A família de João Aguiam recebeu uma ordem de despejo, há cerca de um ano, por atrasos no pagamento da renda. João tem uma filha autista e viver numa tenda, num parque de campismo, pode ser a única saída habitacional para esta família.

Viver numa tenda pode ser única solução para família com criança autista

© João Aguiam

Carolina Pereira Soares
09/10/2025 09:50 ‧ há 12 horas por Carolina Pereira Soares

João Aguiam mora com a família na mesma casa há 12 anos. O casal e os dois filhos, um menino e uma menina diagnosticada com autismo não-verbal, fizeram dentro daquelas quatro paredes toda uma vida, que agora está prestes a terminar tal como a conhecem.

 

Há cerca de um ano, o senhorio da habitação que a família arrenda, na Póvoa de Santa Iria, concelho de Vila Franca de Xira, rescindiu o contrato devido a falhas de pagamento da renda - uma situação para a qual o próprio João diz ter alertado o proprietário, explicando que não conseguia pagar renda, pôr comida na mesa e pagar os cuidados necessários para a filha.

"Ele tem toda a razão. Eu não retiro razão nenhuma porque infelizmente nós entrámos em incumprimento com eles", admite João em conversa com o Notícias ao Minuto. "Eu tiro da minha boca… Eu tiro da minha boca [para dar aos meus filhos]. E não pude pagar para não faltar à minha filha e não faltar ao meu filho. Não é por não querer pagar aos meus senhorios. É porque o país está num estado em que não ajuda e torna-nos dependentes", lamenta, visivelmente emocionado.

A situação chegou agora a um desfecho, mas já se vinha a arrastar numa sequência de problemas, que deixaram a família a ponderar ir viver no parque de campismo de Vila Franca de Xira… numa tenda.

Em 2023, um cliente tentou agredir João no trabalho

Os problemas começaram em dezembro de 2023, com um acidente de trabalho no Mercado Abastecedor da Região de Lisboa (MARL). Era um dia normal para João, portageiro no MARL, com o habitual tráfego de viaturas a passar nas portagens do mercado, quando um cliente se exaltou e saiu da viatura.

"Ele partiu o vidro da cabine onde eu me encontrava, ofendeu-me verbalmente. Eu levei com vidros na cara", relata.
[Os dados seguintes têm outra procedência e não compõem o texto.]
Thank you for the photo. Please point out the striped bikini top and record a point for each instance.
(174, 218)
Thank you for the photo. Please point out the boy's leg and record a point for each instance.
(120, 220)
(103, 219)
A companhia de seguros do MARL, para situações de acidentes de trabalho, terá considerado depois que não tinha responsabilidades na situação (dado que os ferimentos de João foram leves), e que o agredido deveria colocar baixa, se assim o quisesse.

"Os senhores acham que acontecer o que aconteceu é uma coisa normal. Psicologicamente, eles acham que eu não fui afetado, ou pelo menos acharam no parecer deles", afirma.

João meteu a baixa. Ficou em casa um mês a recuperar da situação e depois regressou ao trabalho - e, tanto quanto possível, à normalidade. Ou, pelo menos, tentou.

"Passado um tempo de eu me ter apresentado no posto de trabalho, a médica de trabalho disse que eu não estava apto para desempenhar as minhas funções, nem trabalhar em locais de stress, nem propícios a violência", revela João, recordando os meses que se seguiram ao incidente. 

Mesmo com este parecer, "a minha entidade paternal achou por bem que eu teria de cumprir o meu horário de trabalho, na íntegra, mas não desempenhava as minhas funções".

"Está a ver a quando eles castigam as crianças e encostam-nas contra a parede? Quando eles não nos querem na empresa? Eles fizeram-me isso. Eles puseram-me a olhar para o meu colega a trabalhar durante oito horas." E o João a olhar ficava, até não aguentar mais a situação e, de novo, ficar de baixa: "Isto em junho".

Quatro meses depois, regressou novamente. Desta vez, não como portageiro ou "a olhar" para o colega; passou antes a desempenhar "algumas funções administrativas" e a dar "apoio ao colega que se encontra a gerir a parte da loja do atendimento ao cliente".

João e a companheira operados. Ambos ficam de baixa

João trabalhou outros cinco meses, até ser forçado a entrar, mais uma vez, de baixa: a companheira, Marina, teve de ser operada.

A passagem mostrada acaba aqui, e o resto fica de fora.